If you establish that the LM1881 can do this little job at the frequency at
which the monitor operates, please share details with me. I've used the LM1881
in the past, but only in connection with NTSC video.
Dick
----- Original Message -----
From: "Tony Duell" <ard(a)p850ug1.demon.co.uk>
To: <classiccmp(a)classiccmp.org>
Sent: Monday, June 11, 2001 11:27 AM
Subject: Re: sync on green to horizontal and vertical wiring seperator.
Hi!
This is getting frustrating.
This is fairly on topic because I run older Macs (1987 to 1991, and
many nubus video cards) that does not have native separate syncs by
design. I'm using a very dim Mac high resolution monitor. If
adjusted brighter, it will lose sharpness. It's already adjusted
perfectly and this doesn't helped. That's bad tube, caps that I can
check with my ESR are replaced already.
Before you give up, 2 checks..
1) Is the EHT voltage correct _and stable when you increase the
brightness_. You didn't mention the picture also got larger as the
brightness was turned up (a common symptom of EHT problems), but it's
still worth checking.
2) Try boosting the heater a bit.

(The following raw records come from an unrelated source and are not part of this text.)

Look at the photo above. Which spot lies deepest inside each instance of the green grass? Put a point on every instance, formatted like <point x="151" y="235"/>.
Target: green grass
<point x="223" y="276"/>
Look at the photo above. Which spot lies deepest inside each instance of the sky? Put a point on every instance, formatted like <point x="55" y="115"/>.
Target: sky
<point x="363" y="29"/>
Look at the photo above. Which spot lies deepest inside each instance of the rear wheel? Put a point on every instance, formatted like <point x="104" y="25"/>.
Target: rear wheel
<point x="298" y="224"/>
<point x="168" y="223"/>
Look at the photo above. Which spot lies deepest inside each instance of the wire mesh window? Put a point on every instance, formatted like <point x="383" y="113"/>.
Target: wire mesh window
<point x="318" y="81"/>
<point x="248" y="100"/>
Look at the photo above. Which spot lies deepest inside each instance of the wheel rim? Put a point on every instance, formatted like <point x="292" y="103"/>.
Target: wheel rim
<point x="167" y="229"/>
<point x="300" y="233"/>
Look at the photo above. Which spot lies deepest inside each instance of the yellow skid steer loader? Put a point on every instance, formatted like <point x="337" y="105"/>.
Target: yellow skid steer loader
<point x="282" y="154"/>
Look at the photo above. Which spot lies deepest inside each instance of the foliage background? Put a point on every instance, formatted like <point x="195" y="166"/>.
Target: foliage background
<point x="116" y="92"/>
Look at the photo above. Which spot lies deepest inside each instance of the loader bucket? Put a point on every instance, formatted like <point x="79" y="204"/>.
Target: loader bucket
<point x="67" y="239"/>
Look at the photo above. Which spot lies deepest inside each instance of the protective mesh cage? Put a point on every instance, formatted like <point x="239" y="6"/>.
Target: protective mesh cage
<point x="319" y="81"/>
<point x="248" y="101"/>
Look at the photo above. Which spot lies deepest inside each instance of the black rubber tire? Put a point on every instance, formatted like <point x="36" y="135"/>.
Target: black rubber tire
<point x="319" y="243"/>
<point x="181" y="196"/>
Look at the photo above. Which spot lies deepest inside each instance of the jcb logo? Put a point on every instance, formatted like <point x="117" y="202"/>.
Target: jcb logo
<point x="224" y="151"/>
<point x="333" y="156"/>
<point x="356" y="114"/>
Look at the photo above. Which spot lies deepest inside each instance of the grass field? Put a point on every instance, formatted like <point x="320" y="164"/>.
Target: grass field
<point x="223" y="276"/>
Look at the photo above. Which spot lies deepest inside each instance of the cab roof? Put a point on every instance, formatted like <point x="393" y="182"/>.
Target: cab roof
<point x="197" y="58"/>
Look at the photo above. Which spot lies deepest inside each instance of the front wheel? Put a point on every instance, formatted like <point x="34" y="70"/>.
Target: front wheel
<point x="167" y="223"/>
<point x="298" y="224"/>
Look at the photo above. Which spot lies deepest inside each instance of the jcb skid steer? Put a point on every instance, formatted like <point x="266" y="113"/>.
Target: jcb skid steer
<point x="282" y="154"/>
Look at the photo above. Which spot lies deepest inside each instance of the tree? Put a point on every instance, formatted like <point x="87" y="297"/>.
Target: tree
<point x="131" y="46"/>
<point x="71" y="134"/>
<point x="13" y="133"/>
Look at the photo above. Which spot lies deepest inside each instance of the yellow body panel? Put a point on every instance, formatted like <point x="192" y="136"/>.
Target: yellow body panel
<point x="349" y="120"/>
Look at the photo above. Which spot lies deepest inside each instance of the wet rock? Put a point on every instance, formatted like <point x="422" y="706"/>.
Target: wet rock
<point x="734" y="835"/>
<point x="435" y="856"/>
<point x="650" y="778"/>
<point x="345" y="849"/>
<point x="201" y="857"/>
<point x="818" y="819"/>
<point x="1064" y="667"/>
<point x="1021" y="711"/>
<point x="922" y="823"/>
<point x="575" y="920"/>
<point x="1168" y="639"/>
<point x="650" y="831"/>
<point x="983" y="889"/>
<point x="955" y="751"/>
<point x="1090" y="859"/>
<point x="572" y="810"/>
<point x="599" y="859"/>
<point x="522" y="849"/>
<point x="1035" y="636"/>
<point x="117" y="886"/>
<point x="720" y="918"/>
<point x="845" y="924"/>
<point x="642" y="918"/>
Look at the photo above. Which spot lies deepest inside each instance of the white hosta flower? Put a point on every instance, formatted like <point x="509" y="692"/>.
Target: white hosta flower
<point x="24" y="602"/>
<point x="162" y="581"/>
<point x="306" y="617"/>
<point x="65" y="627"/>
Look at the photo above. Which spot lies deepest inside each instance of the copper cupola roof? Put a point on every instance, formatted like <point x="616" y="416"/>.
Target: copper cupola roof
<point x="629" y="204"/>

If there's a resistor in series with
the CRT heater, reduce it or short it out. If the heater supply comes
from its own regulator, try tweaking it up a bit. If you can do neither
of those, disconnect the existing heater supply and try running the
heater from 3 (or so) turns of wire wound round the flyback core. Every
6.3V CRT heater I've tried will stand 8V at least. This may not help, but
it might get you a couple more months out of an old CRT
But I might have one or two monitors I might able
to extract certain
IC to split the sync out to drive a peecee monitors which are in
plenty around here.
Otherwise if there a way to build that thing from scratch is nice.
Get the data sheet on the National Semiconductor LM1881 (or the Elantec
version that's a bit better). It's an 8 pin chip that's a video sync
separator. That should be able to pull the sync off the sync-on-green signal
(which after all is electically the same as a composite mono signal).